Będziemy jeść kotlety z pytona? Po robakach, są nowe rekomendacje

i

Autor: Fot. Pixabay.com

Ciekawostki

Będziemy jeść kotlety z pytona? Po robakach, są nowe rekomendacje

2024-03-20 11:52

Po decyzji Europejskiego Urzędu ds. Bezpieczeństwa Żywności wydanej kilka miesięcy temu odnośnie larwy chrząszcza mącznika młynarka, jako produktu spożywczego między innymi w Polsce rozpoczęła się ostra dyskusja na temat jedzenia robaków. Teraz naukowcy kilku uniwersytetów na świecie wydali rekomendacje odnośnie mięsa pytonów. To może stanowić alternatywę dla wołowiny, wieprzowiny i drobiu.

Będziemy jeść kotlety z pytona?

Eksperci i naukowcy z Uniwersytetów w Johannesburgu, Oxfordu, Adelaide, Macquaire University czy Witwatersrand i Vietnamase Academy of Science and Technology w Hanoi uważają, że mięso węży może stanowić alternatywę dla innych konwencjonalnych zwierząt hodowlanych. Jednym z głównych powodów jest łatwość w hodowaniu pytonów. Zwierzęta rosną szybko, osiągając dojrzałość w ciągu trzech lat, a przy tym są bardzo płodne. Co więcej, ich mięso ma wysoką zawartość białka i niską zawartości tłuszczów nasyconych.

Pod względem współczynników konwersji pożywienia i białka pytony osiągają lepsze wyniki niż wszystkie badane dotychczas główne gatunki rolnicze. Odkryliśmy, że pytony szybko rosły, osiągając "wagę rzeźną" w ciągu pierwszego roku po wykluciu. Mięso węży jest białe i bardzo bogate w białko. Nie widzę tu żadnych minusów - mówi dr Daniel Natusch z Macquarie University.

ZOBACZ: Dzięki tej przyprawie uchronisz się przed kleszczami. Jest smaczna, zjedz ją przed spacerem

Mięso węży trafi na nasze stoły?

Naukowcy patrzą na wyniki swoich badań w samych superlatywach. Duże znaczenie może mieć fakt, że hodowle węży mogą przekształcać wiele odpadów rolniczych w białko, przy jednoczesnym wytwarzaniu niewielkiej ilości własnych odpadów.

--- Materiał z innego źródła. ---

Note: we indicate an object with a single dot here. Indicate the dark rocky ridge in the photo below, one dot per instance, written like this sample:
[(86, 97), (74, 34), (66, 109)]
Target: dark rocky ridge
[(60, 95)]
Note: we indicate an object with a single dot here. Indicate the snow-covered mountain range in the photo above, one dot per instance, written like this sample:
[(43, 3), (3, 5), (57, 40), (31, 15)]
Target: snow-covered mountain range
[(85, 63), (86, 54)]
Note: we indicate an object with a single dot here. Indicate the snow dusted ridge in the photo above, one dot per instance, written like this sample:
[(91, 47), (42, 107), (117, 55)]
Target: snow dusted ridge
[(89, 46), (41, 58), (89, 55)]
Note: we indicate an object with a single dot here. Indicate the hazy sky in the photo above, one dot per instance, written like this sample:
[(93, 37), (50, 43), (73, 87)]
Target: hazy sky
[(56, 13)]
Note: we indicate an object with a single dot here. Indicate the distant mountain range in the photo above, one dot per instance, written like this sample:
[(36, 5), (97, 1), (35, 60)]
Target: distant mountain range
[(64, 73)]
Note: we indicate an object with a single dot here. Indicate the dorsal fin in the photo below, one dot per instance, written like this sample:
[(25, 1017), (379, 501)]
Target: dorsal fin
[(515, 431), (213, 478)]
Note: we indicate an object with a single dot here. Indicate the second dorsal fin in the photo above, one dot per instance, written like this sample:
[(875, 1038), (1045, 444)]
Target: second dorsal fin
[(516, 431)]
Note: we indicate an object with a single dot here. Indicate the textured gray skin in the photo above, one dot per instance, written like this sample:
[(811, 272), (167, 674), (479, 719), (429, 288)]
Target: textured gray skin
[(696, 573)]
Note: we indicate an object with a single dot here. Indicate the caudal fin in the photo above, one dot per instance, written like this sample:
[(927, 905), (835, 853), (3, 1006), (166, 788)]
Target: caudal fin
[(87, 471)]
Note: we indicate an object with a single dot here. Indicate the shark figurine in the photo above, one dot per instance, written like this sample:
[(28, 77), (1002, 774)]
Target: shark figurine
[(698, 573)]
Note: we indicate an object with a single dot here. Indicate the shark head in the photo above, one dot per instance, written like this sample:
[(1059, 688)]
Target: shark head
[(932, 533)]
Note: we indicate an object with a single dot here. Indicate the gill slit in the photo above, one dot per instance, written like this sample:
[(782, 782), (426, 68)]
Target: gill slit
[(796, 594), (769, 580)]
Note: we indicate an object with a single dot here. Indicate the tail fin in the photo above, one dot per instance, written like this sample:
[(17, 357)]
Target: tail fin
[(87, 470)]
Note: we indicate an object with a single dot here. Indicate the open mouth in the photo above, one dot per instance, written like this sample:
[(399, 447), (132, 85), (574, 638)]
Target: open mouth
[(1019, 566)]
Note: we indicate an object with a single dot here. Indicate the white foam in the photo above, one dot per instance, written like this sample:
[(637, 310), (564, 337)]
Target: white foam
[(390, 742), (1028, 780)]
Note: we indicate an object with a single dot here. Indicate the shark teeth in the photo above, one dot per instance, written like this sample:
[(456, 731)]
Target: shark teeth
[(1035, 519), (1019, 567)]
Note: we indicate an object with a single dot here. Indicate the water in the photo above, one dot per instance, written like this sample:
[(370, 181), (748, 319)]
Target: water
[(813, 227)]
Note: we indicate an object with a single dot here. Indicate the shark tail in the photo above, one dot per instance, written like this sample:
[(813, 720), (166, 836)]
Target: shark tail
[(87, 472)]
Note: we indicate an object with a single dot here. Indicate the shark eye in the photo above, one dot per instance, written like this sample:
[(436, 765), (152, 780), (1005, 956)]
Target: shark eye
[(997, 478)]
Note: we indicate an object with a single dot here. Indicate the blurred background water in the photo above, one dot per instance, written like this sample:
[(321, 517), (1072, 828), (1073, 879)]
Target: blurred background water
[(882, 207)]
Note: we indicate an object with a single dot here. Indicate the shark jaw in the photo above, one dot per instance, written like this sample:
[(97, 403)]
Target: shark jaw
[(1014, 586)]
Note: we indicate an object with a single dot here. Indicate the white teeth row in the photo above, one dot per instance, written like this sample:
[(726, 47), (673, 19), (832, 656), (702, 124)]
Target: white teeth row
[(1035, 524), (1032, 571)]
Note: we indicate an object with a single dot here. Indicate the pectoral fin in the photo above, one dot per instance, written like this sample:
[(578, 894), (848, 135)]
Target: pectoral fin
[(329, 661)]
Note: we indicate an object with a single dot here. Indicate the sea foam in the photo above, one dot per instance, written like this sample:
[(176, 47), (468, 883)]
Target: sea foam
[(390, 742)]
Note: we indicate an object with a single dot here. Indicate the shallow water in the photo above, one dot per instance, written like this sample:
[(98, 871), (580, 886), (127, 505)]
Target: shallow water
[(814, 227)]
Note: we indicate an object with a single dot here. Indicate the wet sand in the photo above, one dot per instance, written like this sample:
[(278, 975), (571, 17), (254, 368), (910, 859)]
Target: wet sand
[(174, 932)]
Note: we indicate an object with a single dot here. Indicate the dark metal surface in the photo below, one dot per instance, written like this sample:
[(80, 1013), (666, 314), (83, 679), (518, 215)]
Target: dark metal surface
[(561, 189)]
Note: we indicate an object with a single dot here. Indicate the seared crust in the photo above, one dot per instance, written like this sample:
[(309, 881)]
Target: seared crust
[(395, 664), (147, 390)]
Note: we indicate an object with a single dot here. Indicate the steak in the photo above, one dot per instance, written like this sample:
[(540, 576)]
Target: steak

Po przetworzeniu do wykorzystania nadawało się ok. 82 proc. żywej masy pytona, w tym wysokobiałkowe mięso do celów spożywczych, skóra oraz tłuszcz i żółć węża do celów leczniczych. W porównaniu do ssaków gady wytwarzają znacznie mniej gazów cieplarnianych, a ich układ trawienny nie produkuje prawie żadnych odpadów wodnych i znacznie mniej odpadów stałych - tłumaczy naukowiec z Macquarie University.

Czy to oznacza, że mięso pytona trafi na nasze stoły? Z pewnością nie szybko. Badacze podkreślają, że aby tak się stało, musielibyśmy zrezygnować z kwestii kulturowych. O ile w innych krajach, gdzie tego typu hodowle węży nie byłyby niczym zaskakującym to w Ameryce i Europie przekonanie się do takiego działania mogłoby potrwać wiele lat. Naukowcy podkreślili także, że ich badania wskazały korzystny dla świata kierunek.